Today’s Round 2 match-up features “Battling Bella” Abzug and Hortense Sparks Ward. Which woman inspires you the most? You can vote by participating in our daily Twitter or Facebook poll, or by casting a vote at the Circulation Desk. Happy voting!
Bella “Battling Bella” Abzug-“A woman’s place is in the House – The House of Representatives.”
From a very young age, Bella was extremely competitive and would consistently beat other children in different competitions. She defied her Jewish Synagogue by performing a mourning prayer every day for a year after her father passed away despite the prayer being traditionally held only for the sons of the deceased. She was class president of her high school and obtained admission to the bar in the 1940s, a time when there were very few women lawyers. She openly fought for Women’s rights and equality; years before her actual election to the House of Representatives, she was placed on Nixon’s infamous master list of political opponents.
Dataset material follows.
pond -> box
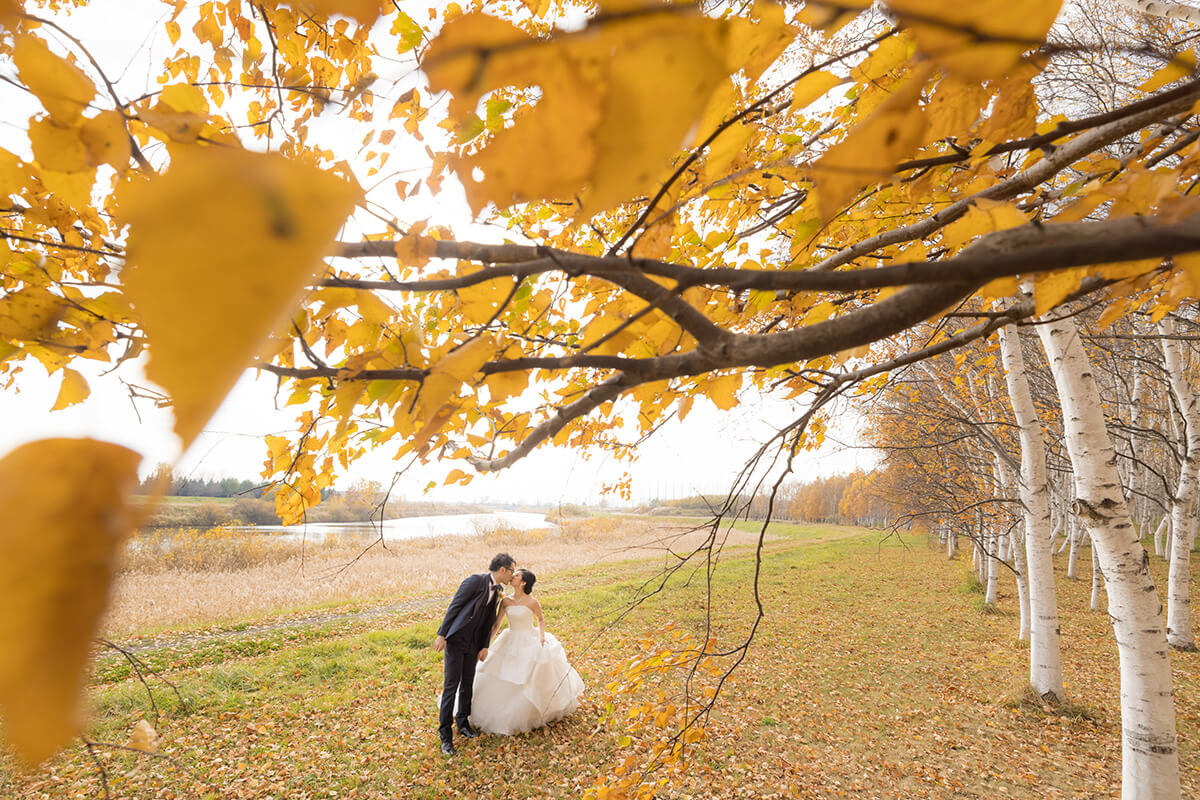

She beat a 14-year incumbent for her spot in the United States House of Representatives, earning the nickname “Battling Bella.” After her district was eliminated because of redistricting, she ran again and again beat an incumbent for the position. She was one of the first members to openly support legislation for gay rights by introducing the Equality Act of 1974. She attempted to run for the United States Senate, but lost by less than one percent, despite the fact that the media did not once cover her campaign and only spoke about the male candidates. She continued to advocate for women’s rights throughout the rest of her life, coining the popular phrase, “A woman’s place is in the House – The House of Representatives.” She spoke before the United Nations and traveled the world fighting for women until her death. She was very well-known for wearing vibrant hats, but constantly told people, “it’s what’s under the hats that count!” A year before her death, Battling Bella won the Blue Beret Peacekeepers Award, which is the highest civilian honor that the United Nations can award.
Hortense Sparks Ward-“When a woman in Texas marries today, her husband has the sole management of all her separate property and of all her interest in the community property … He may even mortgage or sell every piece of furniture in the home, and she is helpless to prevent, even if her earnings have paid for every piece. He has a right to sell her dresses if he sees fit, and she cannot prevent…”
After working as a court reporter for a time, Hortense married an attorney and then became the first woman to pass the Texas State Bar in 1910. Afterwards, she worked with her husband but did mostly background work due to the response of all male juries. Hortense was an avid advocate for women’s rights and led campaigns that resulted in women being able to vote in the Texas primary elections. In 1925, when virtually all qualified male lawyers in Texas had to recuse themselves from a case due to personal connection with the parties, Hortense was named Chief Justice in a special Texas Supreme Court made up of her and two other female lawyers.
Disclaimer: This is a friendly competition that is meant to increase awareness about some amazing women. The match ups were determined by a random outcome generator, and the winner will be determined based solely on the votes submitted by the participants. We are in no way seeking to pit one woman against each other in any inappropriate way, because each woman is inspiring in her own right.